Somewhere along the way, marketing was framed as something outside of you... something to learn, something to master, something to get right, rather than something that emerges from you when you’re willing to tell the truth in a way that can actually be heard.
So what happens in this distortion?
The language gets cleaner, but flatter and the edges that made your work alive get softened into something more digestible, more strategic, more aligned with what you’ve been told “works.”
And while that might get attention, it rarely gets the kind of resonance that actually builds a body of work, a reputation, and a business that feels like it belongs to you.
So let’s interrupt that pattern at the root.
What if the issue isn’t your messaging… but the lens you’ve been taught to look through when you create it?
You’re taught to refine your message until it’s tight, targeted, and optimized for response, to understand your audience so well that you can anticipate their desires and speak directly into them, and to shape your words in a way that increases the likelihood of conversion.
And again...there's intelligence in this. It's not all bad.
Understanding human behavior matters.
Knowing how people make decisions matters.
Clarity matters.
But when stats become the dominant orientation, something essential starts to slip through the cracks.
Art doesn’t begin with, “What will land?”
Art begins with, “What is true, even if it doesn’t?”
Art is willing to be misunderstood in the name of being real.
Art is willing to hold tension, contradiction, and complexity without rushing to resolve it into something neat and palatable.
Art trusts that the right people will feel it, even if everyone doesn’t.
When you start treating your marketing like art, you stop trying to manufacture response and start allowing transmission.
Instead of sitting down to figure out what to say in order to make something sell, you begin by listening for what is actually there to be said, what is pressing at the edges of your awareness, what truth feels like it’s asking to come through you even if it hasn’t been perfectly formed yet.

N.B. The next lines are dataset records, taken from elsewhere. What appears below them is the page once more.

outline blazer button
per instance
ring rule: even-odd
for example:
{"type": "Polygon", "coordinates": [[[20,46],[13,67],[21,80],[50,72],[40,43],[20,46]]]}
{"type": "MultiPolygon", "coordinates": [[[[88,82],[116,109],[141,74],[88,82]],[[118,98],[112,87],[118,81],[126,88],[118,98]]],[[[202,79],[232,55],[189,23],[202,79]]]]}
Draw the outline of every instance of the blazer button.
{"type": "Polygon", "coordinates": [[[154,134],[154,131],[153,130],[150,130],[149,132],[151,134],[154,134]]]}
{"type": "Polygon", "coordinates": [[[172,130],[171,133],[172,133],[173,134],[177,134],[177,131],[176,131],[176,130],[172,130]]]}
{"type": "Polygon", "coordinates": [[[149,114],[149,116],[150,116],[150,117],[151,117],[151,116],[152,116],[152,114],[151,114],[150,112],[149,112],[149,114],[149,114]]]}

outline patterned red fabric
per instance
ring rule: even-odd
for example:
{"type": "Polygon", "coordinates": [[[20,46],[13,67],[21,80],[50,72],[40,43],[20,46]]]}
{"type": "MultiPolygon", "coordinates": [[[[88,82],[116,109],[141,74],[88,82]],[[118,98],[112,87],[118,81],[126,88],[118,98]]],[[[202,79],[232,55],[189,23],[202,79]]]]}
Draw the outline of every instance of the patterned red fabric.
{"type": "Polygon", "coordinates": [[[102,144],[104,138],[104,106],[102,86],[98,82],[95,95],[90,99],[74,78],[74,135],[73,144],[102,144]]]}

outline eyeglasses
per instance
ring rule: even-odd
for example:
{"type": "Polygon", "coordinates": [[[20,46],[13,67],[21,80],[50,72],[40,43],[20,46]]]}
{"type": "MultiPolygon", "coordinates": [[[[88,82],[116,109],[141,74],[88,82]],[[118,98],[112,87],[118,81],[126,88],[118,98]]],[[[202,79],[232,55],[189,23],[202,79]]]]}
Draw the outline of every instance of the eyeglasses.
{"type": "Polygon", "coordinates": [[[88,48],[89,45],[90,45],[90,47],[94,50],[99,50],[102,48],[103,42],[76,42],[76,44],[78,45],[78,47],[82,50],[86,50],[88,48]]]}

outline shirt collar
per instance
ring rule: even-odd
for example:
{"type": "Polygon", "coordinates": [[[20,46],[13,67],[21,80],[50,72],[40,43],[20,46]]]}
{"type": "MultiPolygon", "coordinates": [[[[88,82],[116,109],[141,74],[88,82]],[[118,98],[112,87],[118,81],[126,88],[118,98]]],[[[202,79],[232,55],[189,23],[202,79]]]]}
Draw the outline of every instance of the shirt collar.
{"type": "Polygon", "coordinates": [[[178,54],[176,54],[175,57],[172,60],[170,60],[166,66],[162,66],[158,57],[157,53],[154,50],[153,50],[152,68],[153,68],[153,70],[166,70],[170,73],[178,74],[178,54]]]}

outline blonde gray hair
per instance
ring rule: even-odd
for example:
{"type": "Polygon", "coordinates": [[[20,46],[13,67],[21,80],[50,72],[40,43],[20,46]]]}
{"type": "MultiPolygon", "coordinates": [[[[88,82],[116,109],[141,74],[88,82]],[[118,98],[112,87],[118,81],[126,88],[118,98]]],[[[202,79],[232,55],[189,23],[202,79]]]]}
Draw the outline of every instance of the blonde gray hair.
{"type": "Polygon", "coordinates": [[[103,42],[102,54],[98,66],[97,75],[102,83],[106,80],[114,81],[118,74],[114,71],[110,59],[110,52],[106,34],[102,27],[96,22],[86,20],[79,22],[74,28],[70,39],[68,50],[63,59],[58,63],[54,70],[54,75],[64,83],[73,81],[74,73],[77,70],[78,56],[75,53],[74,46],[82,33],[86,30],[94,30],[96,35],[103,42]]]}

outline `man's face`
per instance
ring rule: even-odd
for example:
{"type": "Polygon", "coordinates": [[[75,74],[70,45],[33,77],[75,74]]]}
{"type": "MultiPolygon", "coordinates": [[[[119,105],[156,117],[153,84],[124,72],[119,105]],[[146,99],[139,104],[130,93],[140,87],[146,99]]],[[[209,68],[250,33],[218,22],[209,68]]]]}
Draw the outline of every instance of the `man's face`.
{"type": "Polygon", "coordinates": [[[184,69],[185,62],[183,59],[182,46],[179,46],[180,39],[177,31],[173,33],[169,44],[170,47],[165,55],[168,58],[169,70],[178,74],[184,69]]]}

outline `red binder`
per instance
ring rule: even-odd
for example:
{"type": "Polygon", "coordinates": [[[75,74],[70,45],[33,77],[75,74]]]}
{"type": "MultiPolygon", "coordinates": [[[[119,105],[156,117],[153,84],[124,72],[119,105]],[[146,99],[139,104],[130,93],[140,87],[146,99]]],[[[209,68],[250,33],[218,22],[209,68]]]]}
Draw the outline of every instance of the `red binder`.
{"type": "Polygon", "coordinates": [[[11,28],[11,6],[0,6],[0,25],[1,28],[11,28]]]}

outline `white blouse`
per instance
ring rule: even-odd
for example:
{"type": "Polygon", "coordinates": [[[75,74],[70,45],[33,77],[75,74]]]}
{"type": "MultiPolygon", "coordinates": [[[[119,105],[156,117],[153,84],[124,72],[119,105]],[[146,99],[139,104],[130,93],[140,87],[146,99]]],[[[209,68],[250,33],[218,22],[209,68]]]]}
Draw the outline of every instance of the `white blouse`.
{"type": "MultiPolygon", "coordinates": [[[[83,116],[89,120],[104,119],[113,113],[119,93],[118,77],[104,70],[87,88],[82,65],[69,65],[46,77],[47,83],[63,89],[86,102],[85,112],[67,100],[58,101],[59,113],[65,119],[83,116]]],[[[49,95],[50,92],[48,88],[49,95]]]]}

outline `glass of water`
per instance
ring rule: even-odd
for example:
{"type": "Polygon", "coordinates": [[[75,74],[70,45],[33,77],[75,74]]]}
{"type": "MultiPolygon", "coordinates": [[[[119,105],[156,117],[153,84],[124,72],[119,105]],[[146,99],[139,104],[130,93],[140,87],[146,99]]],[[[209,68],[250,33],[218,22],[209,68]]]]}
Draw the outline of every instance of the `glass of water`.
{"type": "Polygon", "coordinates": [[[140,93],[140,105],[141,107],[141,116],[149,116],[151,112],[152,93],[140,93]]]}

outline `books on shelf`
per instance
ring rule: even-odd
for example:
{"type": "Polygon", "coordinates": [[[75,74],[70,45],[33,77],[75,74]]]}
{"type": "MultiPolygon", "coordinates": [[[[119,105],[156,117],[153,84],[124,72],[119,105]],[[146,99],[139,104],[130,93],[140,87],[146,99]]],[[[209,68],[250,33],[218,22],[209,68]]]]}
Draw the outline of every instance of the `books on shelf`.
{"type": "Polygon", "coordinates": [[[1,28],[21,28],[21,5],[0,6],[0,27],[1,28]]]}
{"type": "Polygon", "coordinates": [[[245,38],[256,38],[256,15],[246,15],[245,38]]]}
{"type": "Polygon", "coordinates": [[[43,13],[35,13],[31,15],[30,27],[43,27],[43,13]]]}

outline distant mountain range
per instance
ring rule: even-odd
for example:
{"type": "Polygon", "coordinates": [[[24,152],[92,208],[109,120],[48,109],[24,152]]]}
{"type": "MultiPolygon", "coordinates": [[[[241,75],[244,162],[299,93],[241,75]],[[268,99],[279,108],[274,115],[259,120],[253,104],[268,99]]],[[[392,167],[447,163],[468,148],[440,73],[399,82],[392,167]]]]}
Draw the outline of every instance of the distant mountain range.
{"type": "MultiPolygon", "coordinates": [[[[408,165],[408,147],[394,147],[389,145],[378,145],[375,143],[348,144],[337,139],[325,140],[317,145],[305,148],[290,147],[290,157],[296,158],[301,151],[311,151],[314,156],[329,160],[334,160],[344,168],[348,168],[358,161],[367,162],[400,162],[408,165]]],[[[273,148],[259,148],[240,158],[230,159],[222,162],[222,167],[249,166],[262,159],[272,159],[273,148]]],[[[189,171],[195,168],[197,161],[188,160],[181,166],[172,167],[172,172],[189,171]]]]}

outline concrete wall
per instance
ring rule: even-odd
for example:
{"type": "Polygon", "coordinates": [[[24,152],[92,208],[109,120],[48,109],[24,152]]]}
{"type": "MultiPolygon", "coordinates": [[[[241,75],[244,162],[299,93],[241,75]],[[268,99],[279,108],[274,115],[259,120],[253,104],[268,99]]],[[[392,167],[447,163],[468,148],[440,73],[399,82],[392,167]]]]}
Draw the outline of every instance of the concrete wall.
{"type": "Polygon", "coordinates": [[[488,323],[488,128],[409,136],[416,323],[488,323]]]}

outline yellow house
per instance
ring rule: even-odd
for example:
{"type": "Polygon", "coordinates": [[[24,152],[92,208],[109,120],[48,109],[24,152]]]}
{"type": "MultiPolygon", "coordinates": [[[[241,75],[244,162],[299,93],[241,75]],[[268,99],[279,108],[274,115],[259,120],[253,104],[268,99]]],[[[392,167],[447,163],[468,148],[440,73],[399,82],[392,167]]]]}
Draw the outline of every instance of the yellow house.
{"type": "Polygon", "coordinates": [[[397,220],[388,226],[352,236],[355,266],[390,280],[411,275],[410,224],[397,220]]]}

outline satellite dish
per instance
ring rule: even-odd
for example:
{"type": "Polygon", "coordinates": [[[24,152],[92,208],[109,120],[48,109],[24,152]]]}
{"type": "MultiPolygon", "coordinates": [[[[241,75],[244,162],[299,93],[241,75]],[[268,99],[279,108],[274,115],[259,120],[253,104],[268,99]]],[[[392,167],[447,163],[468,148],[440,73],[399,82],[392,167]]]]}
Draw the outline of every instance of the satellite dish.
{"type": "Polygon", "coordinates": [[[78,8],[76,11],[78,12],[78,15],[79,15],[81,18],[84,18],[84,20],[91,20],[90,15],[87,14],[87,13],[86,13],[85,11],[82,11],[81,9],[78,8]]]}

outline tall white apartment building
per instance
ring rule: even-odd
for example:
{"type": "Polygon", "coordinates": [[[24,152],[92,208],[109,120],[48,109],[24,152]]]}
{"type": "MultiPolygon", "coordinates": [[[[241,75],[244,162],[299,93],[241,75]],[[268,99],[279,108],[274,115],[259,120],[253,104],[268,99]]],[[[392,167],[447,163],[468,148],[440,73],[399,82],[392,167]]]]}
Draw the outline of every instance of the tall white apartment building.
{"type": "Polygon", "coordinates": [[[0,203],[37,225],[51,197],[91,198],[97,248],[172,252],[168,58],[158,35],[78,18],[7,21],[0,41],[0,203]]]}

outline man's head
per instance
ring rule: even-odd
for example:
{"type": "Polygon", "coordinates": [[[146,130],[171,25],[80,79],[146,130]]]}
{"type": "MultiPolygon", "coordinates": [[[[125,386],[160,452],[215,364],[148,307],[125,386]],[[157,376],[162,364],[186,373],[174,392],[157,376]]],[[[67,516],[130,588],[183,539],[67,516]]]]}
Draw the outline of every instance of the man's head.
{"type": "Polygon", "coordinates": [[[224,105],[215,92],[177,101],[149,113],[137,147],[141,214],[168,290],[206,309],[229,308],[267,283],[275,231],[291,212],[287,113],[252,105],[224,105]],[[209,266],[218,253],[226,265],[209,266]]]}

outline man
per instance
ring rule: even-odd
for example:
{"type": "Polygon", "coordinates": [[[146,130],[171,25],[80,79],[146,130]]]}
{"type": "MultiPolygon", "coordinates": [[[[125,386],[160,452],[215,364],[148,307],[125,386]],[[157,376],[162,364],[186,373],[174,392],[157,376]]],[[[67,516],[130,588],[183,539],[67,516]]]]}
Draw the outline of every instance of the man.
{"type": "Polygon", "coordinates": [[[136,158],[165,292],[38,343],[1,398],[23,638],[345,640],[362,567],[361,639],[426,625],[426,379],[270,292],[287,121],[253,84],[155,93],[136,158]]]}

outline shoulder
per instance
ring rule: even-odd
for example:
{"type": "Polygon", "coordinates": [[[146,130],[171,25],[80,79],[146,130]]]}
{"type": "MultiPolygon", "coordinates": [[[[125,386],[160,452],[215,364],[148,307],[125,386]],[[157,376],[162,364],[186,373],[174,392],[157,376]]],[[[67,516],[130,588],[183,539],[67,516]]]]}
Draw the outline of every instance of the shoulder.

Key takeaways from this shift?
You'll move out of performance and into presence.
Out of positioning and into perspective.
Out of trying to sound “right” and into sounding unmistakably like yourself.
In essence, just like the creation of art, your marketing should feel like a journey of getting to know yourself even more.
And that type of authenticity will draw the right people closer and create friction with the wrong ones. Do not worry when this happens. It's not a loss of strategy, but instead, it's strategy at a higher resolution.
We don't want to bring people into your world who are responding to a version of you that was shaped to be received rather than revealed.
There's a high cost to that and it's clients who don't quite see your brilliance, conversations feel slightly off, and business might work, but it won't feel like flow.
But this way of creating asks something of you that most strategies conveniently avoid, which is your willingness to be seen without the usual layers of protection.
Because when you create from truth instead of from strategy alone, the safety buffer is lost.
You can’t dilute your voice to make it universally agreeable and you can’t pretend neutrality when you actually have a perspective.
Marketing is not the thing you do after your work is finished.
It is part of the work itself.
It is the moment where your lived experience becomes language, where your perspective takes shape in a way that others can enter, and where the intangible essence of what you do becomes something that can be felt, understood, and chosen.
So if you’re feeling stuck, or like your words aren’t quite landing in the way you know they could, try this instead of reaching for another strategy:
Pause long enough to actually hear yourself.
Ask yourself what you’re actually trying to say, what feels slightly dangerous to name out loud, and what would be left if you stopped trying to make it palatable and started making it honest.
Start there.
Give it structure so it can move.
But don’t strip it of the very thing that made it worth saying in the first place.
Because the work that builds trust, depth, and real momentum doesn’t feel like marketing when you’re inside of it.
It feels like clarity, truth and something clicking into place that was always there, just waiting to be named.
And yes, when you do it this way, it sells.
Create something real enough that the right people can recognize themselves inside of it so they can trust you to take them somewhere they already know they’re meant to go.
Stop thinking of it as marketing.
Start treating it like the art form it’s always been.